第23章 追憶の果て
グラスを持つ手にはブレスレットが輝いていて、それが何よりも嬉しい事でもあった。
『時間って本当にあっという間ですね...』
「そうだな。少々名残惜しいな」
『はい...でも、向こうに戻ってもまた赤井さんと一緒に居れるって思うと楽しみです』
「それが聞けて何よりだ。その言葉に嘘は無いだろう?」
『えっ?はい、勿論です』
「もしかしたら、みなみに迷いが生じているのかと思ってだな」
『迷い?』
「本当に俺と一緒に帰るという決断が最適なのかどうかだ」
『成程...まあ、確かに急にこの世界での出来事が蘇ったり少し寂しい所はあったんですけど...』
『私の気持ちは揺らがないですよ。ずっと赤井さんと一緒に向こうで生きていきたいって思っているので』
普段なら少し照れくさくて言えない様な言葉だけど、お酒の力を借りつつも
赤井さんの目を見ながら真っ直ぐに気持ちを伝えた。
一瞬目を見開いて驚いた様子だったけど、直ぐに満悦そうな表情に変わった赤井さん。
「勿論だ、心から安心しているよ。お前と同じ思いで居れて何よりだ」
手を重ねる赤井さんの手にも、自分の手にも輝いているブレスレットが自分達を結び合わせている様にも見えた。

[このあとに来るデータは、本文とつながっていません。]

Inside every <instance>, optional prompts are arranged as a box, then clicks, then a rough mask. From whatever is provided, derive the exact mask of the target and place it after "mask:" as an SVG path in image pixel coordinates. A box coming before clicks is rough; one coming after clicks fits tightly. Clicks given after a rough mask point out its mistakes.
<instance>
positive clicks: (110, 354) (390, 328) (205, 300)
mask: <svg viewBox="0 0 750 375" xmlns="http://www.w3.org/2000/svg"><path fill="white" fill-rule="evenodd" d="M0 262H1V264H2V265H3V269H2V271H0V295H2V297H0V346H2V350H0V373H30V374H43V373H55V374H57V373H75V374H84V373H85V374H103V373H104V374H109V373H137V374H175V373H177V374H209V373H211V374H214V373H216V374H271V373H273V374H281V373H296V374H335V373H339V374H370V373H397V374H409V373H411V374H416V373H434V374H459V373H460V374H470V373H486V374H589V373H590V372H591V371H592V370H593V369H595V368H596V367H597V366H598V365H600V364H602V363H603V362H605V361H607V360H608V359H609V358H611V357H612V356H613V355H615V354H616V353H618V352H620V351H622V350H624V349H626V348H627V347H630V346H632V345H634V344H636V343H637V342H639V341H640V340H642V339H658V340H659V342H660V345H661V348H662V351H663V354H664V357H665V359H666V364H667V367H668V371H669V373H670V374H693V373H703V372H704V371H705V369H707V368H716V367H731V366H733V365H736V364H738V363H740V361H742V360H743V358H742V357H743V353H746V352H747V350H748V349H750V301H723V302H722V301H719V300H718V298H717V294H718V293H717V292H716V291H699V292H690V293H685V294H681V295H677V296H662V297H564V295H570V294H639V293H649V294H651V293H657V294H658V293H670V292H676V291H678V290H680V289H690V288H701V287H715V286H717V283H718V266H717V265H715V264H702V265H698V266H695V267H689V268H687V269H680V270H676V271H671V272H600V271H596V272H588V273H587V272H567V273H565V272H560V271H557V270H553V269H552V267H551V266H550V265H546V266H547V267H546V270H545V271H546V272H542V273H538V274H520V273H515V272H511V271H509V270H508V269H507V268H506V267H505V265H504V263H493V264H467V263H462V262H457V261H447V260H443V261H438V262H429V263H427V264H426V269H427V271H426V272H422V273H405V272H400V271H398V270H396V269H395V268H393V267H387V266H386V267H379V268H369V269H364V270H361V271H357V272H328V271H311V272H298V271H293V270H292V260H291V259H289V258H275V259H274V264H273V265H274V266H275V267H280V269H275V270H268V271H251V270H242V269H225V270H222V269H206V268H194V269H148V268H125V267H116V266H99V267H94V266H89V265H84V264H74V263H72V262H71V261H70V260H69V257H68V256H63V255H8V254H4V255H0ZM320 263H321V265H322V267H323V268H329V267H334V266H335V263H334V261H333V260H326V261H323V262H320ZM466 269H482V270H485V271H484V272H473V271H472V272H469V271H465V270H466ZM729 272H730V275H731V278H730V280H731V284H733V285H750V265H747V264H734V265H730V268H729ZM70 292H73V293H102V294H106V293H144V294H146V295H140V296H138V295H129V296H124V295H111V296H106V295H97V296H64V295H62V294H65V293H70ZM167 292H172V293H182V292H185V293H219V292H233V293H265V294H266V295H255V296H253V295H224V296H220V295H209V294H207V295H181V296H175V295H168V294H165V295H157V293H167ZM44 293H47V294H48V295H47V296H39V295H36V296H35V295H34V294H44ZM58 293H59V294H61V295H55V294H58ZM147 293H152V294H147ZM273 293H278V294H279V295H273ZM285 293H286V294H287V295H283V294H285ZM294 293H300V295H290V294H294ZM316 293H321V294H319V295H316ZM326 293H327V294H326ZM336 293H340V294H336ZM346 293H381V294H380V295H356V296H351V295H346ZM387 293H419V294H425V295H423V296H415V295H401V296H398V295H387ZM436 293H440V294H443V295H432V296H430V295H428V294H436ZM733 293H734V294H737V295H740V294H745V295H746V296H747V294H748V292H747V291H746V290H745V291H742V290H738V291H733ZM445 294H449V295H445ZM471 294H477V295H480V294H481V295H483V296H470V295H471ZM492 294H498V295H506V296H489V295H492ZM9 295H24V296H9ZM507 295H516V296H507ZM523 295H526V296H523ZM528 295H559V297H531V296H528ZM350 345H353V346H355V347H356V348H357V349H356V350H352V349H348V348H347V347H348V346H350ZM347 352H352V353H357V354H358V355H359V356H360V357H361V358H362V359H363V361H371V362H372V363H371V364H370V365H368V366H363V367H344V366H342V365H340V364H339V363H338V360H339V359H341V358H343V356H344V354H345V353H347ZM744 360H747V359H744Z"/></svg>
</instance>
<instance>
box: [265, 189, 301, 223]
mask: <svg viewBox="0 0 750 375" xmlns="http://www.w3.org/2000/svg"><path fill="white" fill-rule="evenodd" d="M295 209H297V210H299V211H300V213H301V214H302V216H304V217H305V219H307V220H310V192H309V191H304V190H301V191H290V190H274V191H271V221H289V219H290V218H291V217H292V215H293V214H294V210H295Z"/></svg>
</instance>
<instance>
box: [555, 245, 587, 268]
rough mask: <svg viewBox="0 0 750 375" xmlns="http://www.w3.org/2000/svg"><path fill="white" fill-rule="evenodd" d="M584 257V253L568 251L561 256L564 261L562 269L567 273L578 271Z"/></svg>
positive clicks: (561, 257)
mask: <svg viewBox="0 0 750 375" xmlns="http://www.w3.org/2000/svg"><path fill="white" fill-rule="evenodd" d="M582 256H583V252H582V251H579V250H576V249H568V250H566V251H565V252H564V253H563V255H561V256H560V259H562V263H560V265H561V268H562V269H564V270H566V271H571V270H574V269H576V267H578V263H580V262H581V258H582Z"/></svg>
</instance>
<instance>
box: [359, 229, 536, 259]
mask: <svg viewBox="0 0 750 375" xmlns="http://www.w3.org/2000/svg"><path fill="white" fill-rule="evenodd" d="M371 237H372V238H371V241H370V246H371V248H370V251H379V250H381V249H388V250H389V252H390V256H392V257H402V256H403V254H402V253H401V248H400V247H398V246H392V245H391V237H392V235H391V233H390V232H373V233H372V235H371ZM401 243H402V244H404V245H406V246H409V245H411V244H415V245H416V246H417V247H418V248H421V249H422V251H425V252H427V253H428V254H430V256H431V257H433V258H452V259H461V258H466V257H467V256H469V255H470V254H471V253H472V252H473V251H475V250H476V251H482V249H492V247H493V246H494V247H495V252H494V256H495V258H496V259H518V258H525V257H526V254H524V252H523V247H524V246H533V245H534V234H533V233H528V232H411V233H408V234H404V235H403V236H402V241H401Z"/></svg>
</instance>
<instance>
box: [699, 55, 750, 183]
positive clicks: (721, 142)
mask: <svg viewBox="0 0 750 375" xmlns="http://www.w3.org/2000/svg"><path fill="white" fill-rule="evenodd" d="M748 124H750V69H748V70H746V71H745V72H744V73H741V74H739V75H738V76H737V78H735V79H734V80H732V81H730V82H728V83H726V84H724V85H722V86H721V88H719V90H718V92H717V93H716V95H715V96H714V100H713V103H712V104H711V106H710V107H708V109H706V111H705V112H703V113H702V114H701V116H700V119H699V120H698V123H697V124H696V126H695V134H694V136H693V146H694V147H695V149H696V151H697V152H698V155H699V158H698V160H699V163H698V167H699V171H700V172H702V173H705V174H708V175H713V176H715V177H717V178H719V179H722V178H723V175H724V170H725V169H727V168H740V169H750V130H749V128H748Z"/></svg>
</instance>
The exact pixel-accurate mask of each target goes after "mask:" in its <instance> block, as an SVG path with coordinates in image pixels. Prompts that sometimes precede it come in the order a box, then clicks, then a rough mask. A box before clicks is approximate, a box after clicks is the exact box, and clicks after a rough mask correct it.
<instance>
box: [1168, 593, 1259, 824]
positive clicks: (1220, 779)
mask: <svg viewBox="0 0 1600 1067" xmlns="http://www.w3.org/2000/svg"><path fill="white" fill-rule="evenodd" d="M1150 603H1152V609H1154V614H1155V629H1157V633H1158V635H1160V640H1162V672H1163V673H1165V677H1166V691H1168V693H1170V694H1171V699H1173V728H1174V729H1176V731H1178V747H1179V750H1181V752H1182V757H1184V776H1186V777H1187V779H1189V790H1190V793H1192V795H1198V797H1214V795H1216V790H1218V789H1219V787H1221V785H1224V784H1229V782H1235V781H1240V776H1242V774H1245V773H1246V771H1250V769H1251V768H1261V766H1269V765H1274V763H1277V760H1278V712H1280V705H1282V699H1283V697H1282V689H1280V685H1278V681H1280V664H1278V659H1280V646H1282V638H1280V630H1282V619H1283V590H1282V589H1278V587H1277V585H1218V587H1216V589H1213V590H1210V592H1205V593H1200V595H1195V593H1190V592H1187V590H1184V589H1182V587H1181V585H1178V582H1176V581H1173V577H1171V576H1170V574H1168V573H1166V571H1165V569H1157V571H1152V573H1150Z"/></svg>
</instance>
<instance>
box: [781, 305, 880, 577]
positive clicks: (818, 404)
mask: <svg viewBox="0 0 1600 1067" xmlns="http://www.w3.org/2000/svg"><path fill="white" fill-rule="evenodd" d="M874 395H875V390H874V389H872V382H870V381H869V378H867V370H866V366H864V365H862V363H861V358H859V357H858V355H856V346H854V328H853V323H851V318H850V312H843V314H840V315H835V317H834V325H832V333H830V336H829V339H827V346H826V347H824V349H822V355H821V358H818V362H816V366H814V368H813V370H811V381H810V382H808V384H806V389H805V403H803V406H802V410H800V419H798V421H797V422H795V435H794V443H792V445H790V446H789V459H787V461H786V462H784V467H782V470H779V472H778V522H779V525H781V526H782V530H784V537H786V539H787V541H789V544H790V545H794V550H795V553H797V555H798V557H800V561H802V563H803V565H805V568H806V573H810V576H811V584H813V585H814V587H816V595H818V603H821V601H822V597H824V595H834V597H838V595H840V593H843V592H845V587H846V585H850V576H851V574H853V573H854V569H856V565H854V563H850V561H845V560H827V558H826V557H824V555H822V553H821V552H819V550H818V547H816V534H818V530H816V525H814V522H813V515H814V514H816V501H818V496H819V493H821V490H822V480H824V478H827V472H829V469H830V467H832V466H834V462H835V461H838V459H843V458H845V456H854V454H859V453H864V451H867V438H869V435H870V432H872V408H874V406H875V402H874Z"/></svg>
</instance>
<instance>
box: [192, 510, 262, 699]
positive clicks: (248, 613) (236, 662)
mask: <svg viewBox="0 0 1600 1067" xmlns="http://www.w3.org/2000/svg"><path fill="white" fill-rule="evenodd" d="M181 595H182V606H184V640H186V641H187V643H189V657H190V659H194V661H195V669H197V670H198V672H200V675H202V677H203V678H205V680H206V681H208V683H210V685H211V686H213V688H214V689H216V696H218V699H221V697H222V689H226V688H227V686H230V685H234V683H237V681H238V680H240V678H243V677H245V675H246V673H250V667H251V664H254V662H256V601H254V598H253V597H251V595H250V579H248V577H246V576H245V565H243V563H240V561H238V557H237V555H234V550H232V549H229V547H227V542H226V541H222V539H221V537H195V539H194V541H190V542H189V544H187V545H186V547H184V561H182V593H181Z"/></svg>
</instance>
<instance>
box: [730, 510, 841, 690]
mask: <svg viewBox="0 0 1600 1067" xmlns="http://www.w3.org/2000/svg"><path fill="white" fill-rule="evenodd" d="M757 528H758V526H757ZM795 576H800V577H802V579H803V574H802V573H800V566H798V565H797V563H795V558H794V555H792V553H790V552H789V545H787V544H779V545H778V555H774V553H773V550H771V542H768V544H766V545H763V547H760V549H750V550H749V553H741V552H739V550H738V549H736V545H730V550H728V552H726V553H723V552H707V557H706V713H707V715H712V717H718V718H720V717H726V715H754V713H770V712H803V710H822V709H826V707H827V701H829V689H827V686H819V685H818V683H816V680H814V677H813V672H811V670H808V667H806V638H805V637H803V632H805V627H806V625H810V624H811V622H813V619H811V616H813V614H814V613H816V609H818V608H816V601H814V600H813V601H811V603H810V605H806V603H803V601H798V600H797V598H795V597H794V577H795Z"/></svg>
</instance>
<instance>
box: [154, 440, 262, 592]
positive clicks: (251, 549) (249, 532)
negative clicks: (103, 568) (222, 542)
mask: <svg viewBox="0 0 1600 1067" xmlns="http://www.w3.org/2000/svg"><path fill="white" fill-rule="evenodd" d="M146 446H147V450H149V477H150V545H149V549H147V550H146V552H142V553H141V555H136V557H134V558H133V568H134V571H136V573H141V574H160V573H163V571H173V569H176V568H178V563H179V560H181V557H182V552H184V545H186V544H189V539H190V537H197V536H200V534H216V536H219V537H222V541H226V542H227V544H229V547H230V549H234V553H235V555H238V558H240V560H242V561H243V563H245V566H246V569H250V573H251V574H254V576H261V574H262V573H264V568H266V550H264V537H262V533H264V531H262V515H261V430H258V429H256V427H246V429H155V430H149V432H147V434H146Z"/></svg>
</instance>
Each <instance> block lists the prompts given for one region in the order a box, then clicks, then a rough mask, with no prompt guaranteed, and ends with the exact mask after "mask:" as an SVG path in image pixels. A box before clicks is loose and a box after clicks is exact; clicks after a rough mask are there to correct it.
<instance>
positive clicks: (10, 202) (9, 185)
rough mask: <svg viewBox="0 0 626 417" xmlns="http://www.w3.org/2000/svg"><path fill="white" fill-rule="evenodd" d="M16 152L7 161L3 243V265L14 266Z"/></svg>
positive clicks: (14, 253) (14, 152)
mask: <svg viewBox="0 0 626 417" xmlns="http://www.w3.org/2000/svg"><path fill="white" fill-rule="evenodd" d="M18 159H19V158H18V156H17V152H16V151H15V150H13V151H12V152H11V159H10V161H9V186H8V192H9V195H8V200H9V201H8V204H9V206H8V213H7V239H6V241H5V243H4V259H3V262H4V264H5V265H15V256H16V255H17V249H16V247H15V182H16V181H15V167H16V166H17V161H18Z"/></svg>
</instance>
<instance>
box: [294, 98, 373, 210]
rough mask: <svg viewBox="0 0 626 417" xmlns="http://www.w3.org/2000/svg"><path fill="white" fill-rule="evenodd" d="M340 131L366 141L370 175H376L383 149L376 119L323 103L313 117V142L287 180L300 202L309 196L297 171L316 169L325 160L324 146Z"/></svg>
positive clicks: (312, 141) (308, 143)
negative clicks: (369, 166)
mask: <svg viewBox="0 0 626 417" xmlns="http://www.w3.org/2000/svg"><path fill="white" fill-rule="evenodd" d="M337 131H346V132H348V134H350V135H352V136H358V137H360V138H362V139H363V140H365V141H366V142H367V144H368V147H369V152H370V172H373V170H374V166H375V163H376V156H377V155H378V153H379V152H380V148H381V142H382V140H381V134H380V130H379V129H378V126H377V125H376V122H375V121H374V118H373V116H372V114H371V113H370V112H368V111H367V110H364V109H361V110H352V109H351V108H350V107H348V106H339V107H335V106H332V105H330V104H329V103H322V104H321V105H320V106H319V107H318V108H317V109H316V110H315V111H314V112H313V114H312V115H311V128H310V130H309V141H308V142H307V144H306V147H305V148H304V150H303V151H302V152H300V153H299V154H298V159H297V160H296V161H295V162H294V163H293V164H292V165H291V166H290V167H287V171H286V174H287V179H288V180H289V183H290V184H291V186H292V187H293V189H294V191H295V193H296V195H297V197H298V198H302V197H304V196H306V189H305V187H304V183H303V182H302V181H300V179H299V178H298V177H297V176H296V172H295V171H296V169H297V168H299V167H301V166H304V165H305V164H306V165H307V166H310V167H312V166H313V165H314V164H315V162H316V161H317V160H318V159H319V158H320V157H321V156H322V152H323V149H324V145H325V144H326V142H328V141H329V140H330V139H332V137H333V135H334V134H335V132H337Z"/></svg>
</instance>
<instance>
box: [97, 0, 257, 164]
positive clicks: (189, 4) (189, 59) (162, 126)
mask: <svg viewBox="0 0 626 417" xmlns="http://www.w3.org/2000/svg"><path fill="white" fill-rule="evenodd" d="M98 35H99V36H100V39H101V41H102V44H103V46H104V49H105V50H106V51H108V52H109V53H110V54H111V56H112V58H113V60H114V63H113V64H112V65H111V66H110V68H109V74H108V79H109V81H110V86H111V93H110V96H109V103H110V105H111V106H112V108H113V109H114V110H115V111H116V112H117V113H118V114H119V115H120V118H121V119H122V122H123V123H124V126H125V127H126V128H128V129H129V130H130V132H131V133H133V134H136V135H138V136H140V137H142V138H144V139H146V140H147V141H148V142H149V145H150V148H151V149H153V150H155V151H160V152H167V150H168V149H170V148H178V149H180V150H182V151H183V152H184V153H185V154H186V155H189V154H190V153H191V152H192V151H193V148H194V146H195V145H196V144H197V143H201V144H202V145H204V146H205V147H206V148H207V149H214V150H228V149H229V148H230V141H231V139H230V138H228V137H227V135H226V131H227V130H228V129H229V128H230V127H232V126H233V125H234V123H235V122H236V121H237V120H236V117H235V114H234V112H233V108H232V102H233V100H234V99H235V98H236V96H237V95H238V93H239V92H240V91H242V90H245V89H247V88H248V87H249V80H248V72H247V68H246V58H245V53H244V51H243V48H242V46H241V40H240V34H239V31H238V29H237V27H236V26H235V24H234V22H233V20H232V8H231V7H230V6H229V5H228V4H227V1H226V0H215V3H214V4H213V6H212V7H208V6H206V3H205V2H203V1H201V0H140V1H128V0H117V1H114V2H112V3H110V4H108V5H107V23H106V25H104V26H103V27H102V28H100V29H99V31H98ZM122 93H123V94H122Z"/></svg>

『私、自分で言うのもなんですけど、あの頃よりも遥かに精神的にも明るくなれたんです。それは紛れもない、赤井さんを始め他の優しい皆にも助けられて』
『だから...改めて、本当にありがとうございます。私なんかでも何か力になれる事があったら言ってくださいね』
「みなみ...」
赤井さんはまた少し驚いた様子だった。
だけど直ぐに笑みを浮かべてくれた。